Pantauan CNNIndonesia.com, mereka tiba dengan memakai berbagai jaket ojek online. Mereka juga menjinjing sejumlah poster penolakan ERP.
“Kita hanya minta wacana tentang ERP, jalan berbayar untuk dibatalkan, ada apa ini….kita mewakili masyarakat Jakarta,” kata salah seorang orator lewat kendaraan beroda empat komando.
Saat mereka agresi, Ketua Komisi B DPRD DKI Jakarta Ismail menemui massa untuk mediasi, namun massa menolak. Massa aksi ingin berjumpa dengan Ketua DPRD DKI Jakarta.

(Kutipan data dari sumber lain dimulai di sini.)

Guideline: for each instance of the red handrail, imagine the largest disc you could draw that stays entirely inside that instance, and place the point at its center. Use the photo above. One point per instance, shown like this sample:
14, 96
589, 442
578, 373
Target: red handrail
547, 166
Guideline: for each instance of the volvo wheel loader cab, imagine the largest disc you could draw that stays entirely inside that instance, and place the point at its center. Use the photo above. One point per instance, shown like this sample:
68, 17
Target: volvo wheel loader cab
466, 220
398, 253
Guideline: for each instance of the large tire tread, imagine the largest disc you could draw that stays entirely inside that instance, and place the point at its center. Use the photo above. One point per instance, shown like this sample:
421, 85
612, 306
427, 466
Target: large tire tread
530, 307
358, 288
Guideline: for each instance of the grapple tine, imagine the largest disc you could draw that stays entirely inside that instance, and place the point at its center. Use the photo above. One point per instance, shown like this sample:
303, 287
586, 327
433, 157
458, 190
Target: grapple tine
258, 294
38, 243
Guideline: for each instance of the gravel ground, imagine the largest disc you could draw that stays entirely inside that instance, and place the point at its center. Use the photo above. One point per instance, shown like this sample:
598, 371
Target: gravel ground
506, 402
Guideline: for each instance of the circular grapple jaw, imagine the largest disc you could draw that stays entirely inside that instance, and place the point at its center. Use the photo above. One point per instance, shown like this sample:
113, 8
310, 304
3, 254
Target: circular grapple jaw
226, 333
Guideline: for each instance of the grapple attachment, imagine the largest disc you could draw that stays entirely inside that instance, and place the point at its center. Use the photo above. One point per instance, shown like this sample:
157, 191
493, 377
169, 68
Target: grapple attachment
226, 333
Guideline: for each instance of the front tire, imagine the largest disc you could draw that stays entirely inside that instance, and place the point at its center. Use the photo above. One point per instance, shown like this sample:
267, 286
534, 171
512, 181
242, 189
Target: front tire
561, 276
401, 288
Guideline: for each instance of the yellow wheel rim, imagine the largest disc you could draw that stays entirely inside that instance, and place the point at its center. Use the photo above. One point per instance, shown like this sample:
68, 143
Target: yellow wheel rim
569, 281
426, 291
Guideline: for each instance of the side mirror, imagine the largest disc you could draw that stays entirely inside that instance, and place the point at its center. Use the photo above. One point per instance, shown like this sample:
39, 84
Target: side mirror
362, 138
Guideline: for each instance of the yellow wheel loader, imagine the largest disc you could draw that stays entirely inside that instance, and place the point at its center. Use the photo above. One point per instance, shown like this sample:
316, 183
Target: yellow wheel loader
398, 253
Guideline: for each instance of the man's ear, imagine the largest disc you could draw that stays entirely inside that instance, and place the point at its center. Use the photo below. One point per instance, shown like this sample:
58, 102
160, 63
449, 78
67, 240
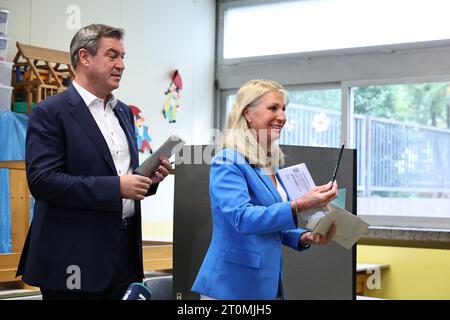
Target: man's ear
83, 57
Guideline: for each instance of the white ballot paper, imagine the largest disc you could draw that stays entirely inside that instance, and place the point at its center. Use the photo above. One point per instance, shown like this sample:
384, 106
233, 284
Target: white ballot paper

“Bapak Edi, Prasetyo Edi, Ketua DPRD, kami mohon kehadirannya untuk Bapak jelaskan kepada kami supaya urusan kita akhir,” kata orator.
Hingga isu ini ditulis, massa masih melakukan aksi. Arus kemudian lintas dari Jalan Kebon Sirih menuju Tugu Tani terpantau macet.
Wacana ruas jalan berbayar di Jakarta ini telah mengemuka sejak Gubernur Sutiyoso atau Bang Yos. Mulanya, perihal ini dilempar Bang Yos pada 2004 dengan meminta ERP diterapkan bagi kendaraan pribadi yang melalui Blok M-Kota berlaku 2006.
Namun, sesudah nyaris 19 tahun dan tujuh gubernur silih berubah memimpin Jakarta, kebijakan ini tak kunjung terealisasi.
Merujuk draf Raperda, ERP bakal dijalankan di ruas-ruas jalan atau tempat yang memenuhi patokan.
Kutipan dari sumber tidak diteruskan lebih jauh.